AndyB on 25th April 2014 @ 2:45pm
Nancy Moller and I both tried to get them to leave that as a scenic/pedestrian bridge. They were quite adamant that would not happen, and who would be responsible for maintaining it anyway. And theydid not have their best manners on at that time. Not a crack in the discussion, and they had the final decision. So sad. It would have been great for getting bikes off the street and up the hill.
nels on 25th April 2014 @ 2:59pm
Thanks for the upates Arthur -
"The bridge has a nice pedestrian walk on the north side. There are some spectators standing on the other side of the guard rail."
This is needed now on the HR WS Bridge across the Columbia now/today- Hello Port ? :)
Steve r on 25th April 2014 @ 3:11pm
Spinsur, confused you say there was a wood bridge at this location. My pictures and notes show the first bridge as a steel polygonal through truss with wood floor and approaches from 1866-1918.
Kenn on 25th April 2014 @ 5:05pm
Kenn, that was a quote from bridgehunter.com. but I believe we've seen pix here of a wooden span. Have to go back thru the archives.
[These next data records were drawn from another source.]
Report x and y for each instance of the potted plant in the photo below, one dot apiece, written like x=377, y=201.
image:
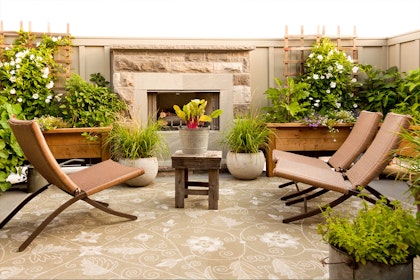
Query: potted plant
x=245, y=139
x=316, y=110
x=379, y=242
x=132, y=144
x=194, y=137
x=28, y=73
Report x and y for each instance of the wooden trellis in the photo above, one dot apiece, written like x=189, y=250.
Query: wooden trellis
x=62, y=57
x=297, y=48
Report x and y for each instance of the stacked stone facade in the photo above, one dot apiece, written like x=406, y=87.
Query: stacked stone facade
x=128, y=60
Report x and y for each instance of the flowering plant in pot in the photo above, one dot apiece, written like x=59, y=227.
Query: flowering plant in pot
x=194, y=113
x=194, y=140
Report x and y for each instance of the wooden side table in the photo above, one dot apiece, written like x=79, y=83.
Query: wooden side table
x=210, y=161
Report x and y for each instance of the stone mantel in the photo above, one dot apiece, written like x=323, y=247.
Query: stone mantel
x=160, y=47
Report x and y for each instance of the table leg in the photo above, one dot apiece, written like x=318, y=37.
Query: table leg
x=179, y=188
x=214, y=189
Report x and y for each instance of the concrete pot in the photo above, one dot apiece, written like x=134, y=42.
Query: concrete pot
x=150, y=166
x=245, y=166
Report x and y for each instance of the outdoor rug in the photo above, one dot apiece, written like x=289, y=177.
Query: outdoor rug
x=244, y=239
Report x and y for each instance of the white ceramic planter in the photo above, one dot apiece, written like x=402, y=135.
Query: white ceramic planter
x=150, y=166
x=245, y=166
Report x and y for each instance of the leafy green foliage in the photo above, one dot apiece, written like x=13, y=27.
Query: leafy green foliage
x=411, y=162
x=248, y=134
x=89, y=105
x=288, y=102
x=11, y=155
x=379, y=88
x=129, y=139
x=409, y=92
x=378, y=233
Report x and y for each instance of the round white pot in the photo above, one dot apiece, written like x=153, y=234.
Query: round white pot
x=245, y=166
x=150, y=166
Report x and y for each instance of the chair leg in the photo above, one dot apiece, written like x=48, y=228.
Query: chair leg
x=22, y=204
x=105, y=208
x=318, y=210
x=54, y=214
x=300, y=199
x=288, y=184
x=299, y=193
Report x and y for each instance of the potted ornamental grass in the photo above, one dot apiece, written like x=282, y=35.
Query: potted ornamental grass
x=379, y=242
x=246, y=139
x=195, y=134
x=133, y=144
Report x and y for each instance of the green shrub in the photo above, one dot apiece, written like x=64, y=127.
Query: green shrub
x=379, y=233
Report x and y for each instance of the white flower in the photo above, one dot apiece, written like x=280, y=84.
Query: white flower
x=50, y=85
x=355, y=69
x=45, y=72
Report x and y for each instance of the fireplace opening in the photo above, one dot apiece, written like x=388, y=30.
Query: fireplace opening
x=160, y=106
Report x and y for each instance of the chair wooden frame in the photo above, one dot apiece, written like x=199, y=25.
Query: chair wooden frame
x=353, y=181
x=80, y=185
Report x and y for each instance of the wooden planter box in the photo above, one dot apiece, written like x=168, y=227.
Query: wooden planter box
x=68, y=143
x=299, y=137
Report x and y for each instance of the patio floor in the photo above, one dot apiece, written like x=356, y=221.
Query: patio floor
x=243, y=239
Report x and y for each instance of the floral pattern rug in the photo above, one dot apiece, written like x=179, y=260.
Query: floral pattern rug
x=244, y=239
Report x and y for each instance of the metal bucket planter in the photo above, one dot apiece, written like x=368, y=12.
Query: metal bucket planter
x=194, y=141
x=342, y=266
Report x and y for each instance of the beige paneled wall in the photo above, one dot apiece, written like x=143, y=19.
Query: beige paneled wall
x=91, y=55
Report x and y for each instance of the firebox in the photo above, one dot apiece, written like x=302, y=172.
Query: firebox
x=160, y=105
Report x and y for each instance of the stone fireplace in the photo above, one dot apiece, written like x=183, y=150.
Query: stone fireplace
x=142, y=74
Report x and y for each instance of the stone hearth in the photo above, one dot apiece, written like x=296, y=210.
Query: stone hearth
x=139, y=69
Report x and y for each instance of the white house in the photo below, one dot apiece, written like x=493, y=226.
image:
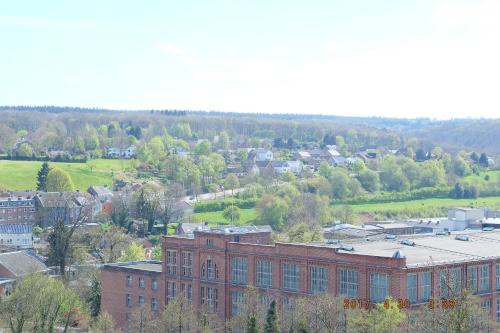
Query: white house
x=281, y=167
x=118, y=152
x=262, y=154
x=19, y=236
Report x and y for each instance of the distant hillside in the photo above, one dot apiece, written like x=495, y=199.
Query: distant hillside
x=482, y=135
x=469, y=134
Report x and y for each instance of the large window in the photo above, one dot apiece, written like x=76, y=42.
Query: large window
x=187, y=291
x=171, y=262
x=264, y=273
x=497, y=276
x=237, y=300
x=141, y=282
x=411, y=288
x=450, y=282
x=456, y=280
x=348, y=283
x=239, y=270
x=210, y=298
x=187, y=264
x=485, y=278
x=154, y=304
x=472, y=279
x=171, y=290
x=291, y=276
x=498, y=310
x=318, y=277
x=425, y=286
x=379, y=287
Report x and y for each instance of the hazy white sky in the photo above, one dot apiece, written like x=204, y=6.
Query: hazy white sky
x=420, y=58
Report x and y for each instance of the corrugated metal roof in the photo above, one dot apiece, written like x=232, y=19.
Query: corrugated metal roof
x=15, y=228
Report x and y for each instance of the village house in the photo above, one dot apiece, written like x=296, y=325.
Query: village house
x=17, y=236
x=67, y=206
x=17, y=209
x=114, y=152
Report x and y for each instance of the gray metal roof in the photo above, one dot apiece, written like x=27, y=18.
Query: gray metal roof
x=15, y=228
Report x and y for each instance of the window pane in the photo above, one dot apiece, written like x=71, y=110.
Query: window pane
x=411, y=287
x=290, y=276
x=348, y=283
x=264, y=273
x=319, y=279
x=379, y=287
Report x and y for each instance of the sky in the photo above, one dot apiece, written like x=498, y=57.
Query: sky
x=390, y=58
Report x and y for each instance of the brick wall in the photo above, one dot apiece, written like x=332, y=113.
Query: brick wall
x=115, y=289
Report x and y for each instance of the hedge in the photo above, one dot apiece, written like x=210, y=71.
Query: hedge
x=218, y=205
x=423, y=193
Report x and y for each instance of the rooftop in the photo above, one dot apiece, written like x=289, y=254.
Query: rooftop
x=433, y=249
x=143, y=265
x=232, y=230
x=21, y=263
x=15, y=228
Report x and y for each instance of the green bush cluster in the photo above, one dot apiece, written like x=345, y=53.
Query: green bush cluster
x=423, y=193
x=218, y=205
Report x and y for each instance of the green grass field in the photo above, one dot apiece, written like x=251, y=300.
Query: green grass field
x=426, y=203
x=216, y=218
x=21, y=175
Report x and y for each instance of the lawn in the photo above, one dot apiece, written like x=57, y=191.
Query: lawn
x=215, y=218
x=425, y=204
x=21, y=175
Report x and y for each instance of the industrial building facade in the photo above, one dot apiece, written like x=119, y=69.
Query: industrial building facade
x=213, y=266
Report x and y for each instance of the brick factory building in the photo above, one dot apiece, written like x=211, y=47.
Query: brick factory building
x=17, y=210
x=212, y=266
x=131, y=284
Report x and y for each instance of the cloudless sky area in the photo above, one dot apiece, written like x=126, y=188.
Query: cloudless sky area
x=393, y=58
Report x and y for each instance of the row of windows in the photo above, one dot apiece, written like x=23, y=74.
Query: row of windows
x=186, y=261
x=318, y=278
x=450, y=282
x=186, y=290
x=130, y=302
x=141, y=284
x=210, y=298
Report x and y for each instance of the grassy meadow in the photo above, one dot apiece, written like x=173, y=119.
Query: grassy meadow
x=21, y=175
x=216, y=218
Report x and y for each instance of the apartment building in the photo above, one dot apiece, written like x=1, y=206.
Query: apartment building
x=125, y=286
x=15, y=209
x=213, y=266
x=217, y=264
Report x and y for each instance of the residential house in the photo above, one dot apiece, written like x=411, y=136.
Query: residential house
x=114, y=152
x=102, y=196
x=6, y=286
x=17, y=209
x=261, y=154
x=68, y=206
x=14, y=265
x=281, y=167
x=18, y=236
x=303, y=156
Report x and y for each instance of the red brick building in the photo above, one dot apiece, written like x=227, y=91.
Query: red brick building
x=17, y=210
x=125, y=286
x=212, y=266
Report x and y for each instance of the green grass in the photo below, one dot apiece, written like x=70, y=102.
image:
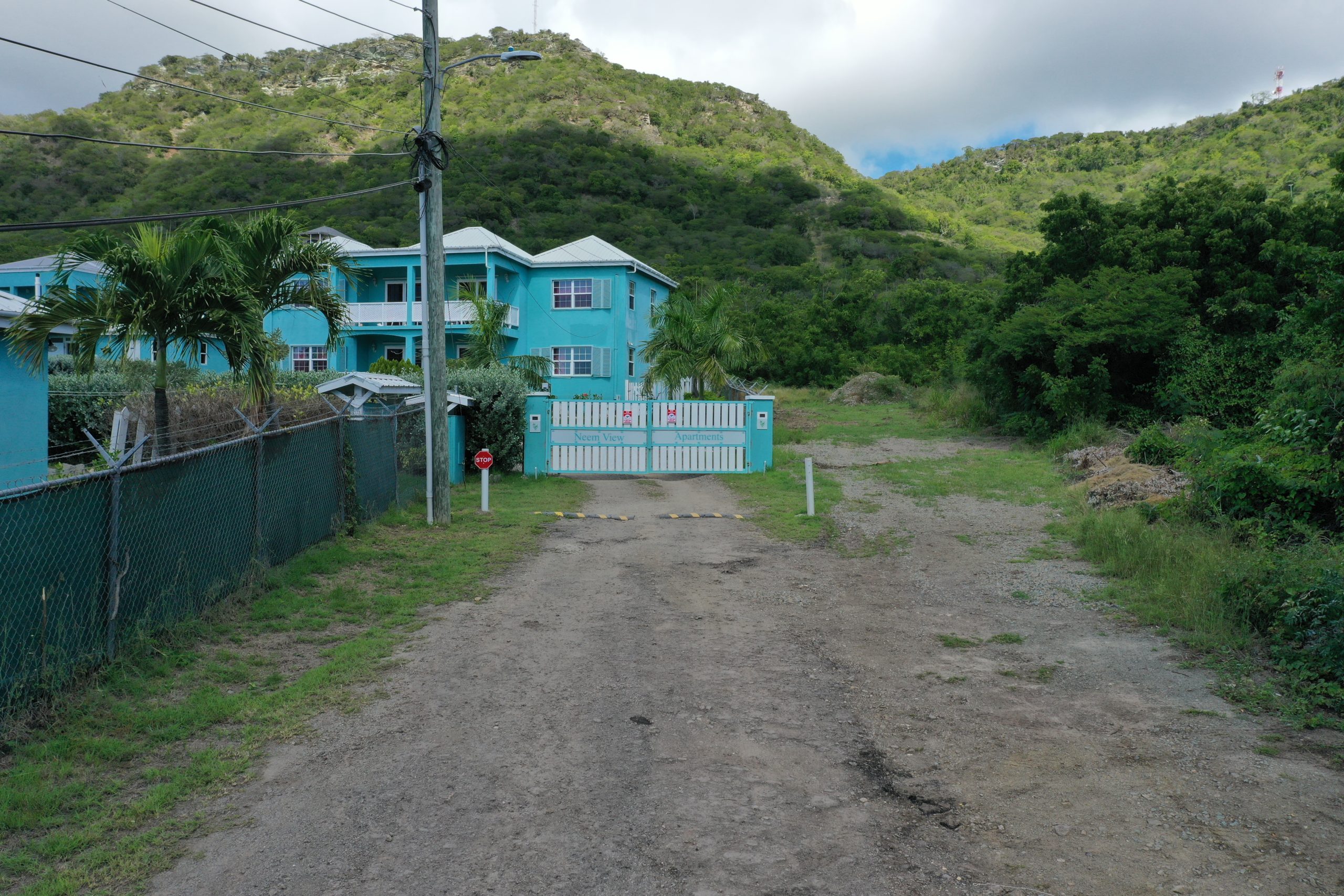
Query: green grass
x=92, y=801
x=779, y=500
x=1018, y=476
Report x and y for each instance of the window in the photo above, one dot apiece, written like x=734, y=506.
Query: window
x=573, y=361
x=471, y=287
x=573, y=293
x=308, y=359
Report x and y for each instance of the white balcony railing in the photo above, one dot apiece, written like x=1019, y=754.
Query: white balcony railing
x=394, y=313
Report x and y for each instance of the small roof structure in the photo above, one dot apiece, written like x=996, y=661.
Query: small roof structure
x=358, y=387
x=594, y=250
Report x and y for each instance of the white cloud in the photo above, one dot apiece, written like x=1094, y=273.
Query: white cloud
x=881, y=80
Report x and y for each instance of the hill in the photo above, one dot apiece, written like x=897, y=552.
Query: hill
x=998, y=191
x=698, y=178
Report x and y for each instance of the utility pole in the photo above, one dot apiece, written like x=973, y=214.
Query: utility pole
x=438, y=511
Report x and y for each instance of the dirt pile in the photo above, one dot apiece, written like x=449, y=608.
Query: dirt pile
x=870, y=388
x=1113, y=480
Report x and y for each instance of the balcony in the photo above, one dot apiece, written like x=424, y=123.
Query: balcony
x=394, y=313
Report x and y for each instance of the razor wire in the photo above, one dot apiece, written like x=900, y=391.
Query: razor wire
x=97, y=559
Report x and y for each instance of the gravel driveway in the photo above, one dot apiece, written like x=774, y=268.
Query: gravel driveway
x=690, y=707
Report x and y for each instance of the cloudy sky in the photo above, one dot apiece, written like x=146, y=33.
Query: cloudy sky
x=889, y=82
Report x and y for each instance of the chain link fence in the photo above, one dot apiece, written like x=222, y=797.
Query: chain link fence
x=94, y=559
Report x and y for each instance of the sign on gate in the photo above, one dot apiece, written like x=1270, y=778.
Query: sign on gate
x=654, y=437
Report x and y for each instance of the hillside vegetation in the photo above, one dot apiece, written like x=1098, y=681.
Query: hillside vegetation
x=996, y=193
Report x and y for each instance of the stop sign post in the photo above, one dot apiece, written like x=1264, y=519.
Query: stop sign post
x=483, y=461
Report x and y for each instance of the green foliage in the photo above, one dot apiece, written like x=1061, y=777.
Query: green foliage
x=996, y=193
x=498, y=419
x=1155, y=448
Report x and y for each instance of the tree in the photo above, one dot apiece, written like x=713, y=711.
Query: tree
x=277, y=268
x=175, y=288
x=486, y=343
x=695, y=339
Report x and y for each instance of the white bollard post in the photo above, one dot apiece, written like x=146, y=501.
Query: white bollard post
x=812, y=507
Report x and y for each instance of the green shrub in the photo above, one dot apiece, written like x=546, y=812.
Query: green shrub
x=498, y=419
x=397, y=367
x=1296, y=601
x=1155, y=448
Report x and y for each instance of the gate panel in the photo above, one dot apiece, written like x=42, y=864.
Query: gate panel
x=652, y=436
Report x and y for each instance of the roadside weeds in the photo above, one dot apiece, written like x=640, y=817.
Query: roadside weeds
x=102, y=793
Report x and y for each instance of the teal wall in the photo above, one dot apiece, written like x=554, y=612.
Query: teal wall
x=23, y=395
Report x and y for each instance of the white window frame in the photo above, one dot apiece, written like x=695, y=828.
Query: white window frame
x=306, y=359
x=569, y=364
x=480, y=287
x=573, y=296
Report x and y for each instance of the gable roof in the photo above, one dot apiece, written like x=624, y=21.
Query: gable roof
x=479, y=239
x=45, y=263
x=594, y=250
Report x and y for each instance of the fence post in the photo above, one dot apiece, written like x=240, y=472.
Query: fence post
x=260, y=431
x=397, y=484
x=114, y=573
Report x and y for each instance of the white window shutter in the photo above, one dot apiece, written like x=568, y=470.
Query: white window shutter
x=601, y=293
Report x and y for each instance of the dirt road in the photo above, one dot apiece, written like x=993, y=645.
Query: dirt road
x=690, y=707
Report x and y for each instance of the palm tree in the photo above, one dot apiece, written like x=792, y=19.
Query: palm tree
x=279, y=268
x=174, y=288
x=694, y=340
x=486, y=342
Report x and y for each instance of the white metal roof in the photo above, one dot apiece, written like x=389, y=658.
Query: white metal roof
x=45, y=263
x=594, y=250
x=13, y=305
x=478, y=239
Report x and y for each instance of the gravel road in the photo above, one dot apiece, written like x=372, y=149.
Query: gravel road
x=690, y=707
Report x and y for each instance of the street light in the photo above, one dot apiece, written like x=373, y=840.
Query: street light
x=433, y=340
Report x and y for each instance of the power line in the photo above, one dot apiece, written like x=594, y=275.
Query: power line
x=245, y=152
x=170, y=27
x=295, y=37
x=205, y=93
x=362, y=25
x=136, y=219
x=234, y=56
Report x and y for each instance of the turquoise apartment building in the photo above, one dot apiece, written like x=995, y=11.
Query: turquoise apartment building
x=584, y=305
spinsur on 25th April 2014 @ 6:15pm
..from a time when structural engineering and structural aesthetics were not mutually exclusive.
Susan Turner on 25th April 2014 @ 7:18pm
Form follows function, Susan! McCullough is known for so many beautiful bridges in our state. It's interesting that he got his start basically right here!
spinsur on 25th April 2014 @ 9:35pm
@Kenn, here's our best image of the previous bridge: http://historichoodriver.com/index.php?showimage=255
It doesn't look like steel trusses to me, but this isn't my expertise.
You can click the "bridge" tag below the notes to see all the bridge images posted to date.
Arthur on 26th April 2014 @ 9:37am
Arthur, is 21 comments on a picture a record?
Bill Seaton on 26th April 2014 @ 5:51pm
Bill, I don't have an easy way to count comments per post, but I can tell you the average post gets 8.5 (real) comments. What you are not seeing is the 10-15,000 spam comments per day!
Arthur on 27th April 2014 @ 10:57am
10-15,000 spams! Amazing. Suppose they are mostly computer generated and for commercial purposes--trying to sell something?? Can they be automatically deleted or how much time do you have to waste dealing with them.?
Buzz on 28th April 2014 @ 6:24am
That bridge was nightmare for orchardists getting their trucks around the corner at both end. As trucks got bigger over the years it got worse. Lots of fruit from the east side had to be hauled over that bridge to town in the early years. Though beautiful in structure and should have been saved it had it's disadvantages for some purposes.
Wonder where the rest of the parade was, or whether this was it?